Renormalization Group Approaches to Quantum Gravity Conference - Apr. 22-25th
Given (a set of) fundamental models of quantum space time, for instance spin foam models, we aim to understand the large scale physics encoded in these fundamental models. Renormalization and coarse graining address this issue and help to understand how large scale physics depends on parameters in the fundamental models.
Group field theories are tensorial models enriched with group-theoretic data in order to define proper field theories of quantum geometry. They can be understood as a second quantised (Fock space) reformulation of loop quantum gravity kinematics and dynamics. The renormalization group provides, as a in any quantum field theory, a key tool to select well-defined models, to unravel the impact of quantum effects on the dynamics across different scales, and to study the continuum limit.
Tensor models generalize matrix models and provide a framework for the study of random geometries in arbitrary dimensions. Like matrix models they support a 1/N expansion, where N is the size of the tensor, with an analytically controlled large N limit. In this talk I will present some recent results in this field and I will discuss their implications for quantum gravity.

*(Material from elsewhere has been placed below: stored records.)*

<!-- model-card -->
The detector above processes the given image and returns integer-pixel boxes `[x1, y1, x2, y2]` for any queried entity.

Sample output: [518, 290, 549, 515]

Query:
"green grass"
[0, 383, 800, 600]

I will review the approach of Causal Dynamical Triangulations to nonperturbative quantum gravity, high-lighting some frequently mis- or ununderstood features, emphasizing recent developments and discussing some interesting open issues.
The talk will review recent tests of the asymptotic safety conjecture within functional renormalisation group studies and progress in understanding the properties that such a fixed point would have.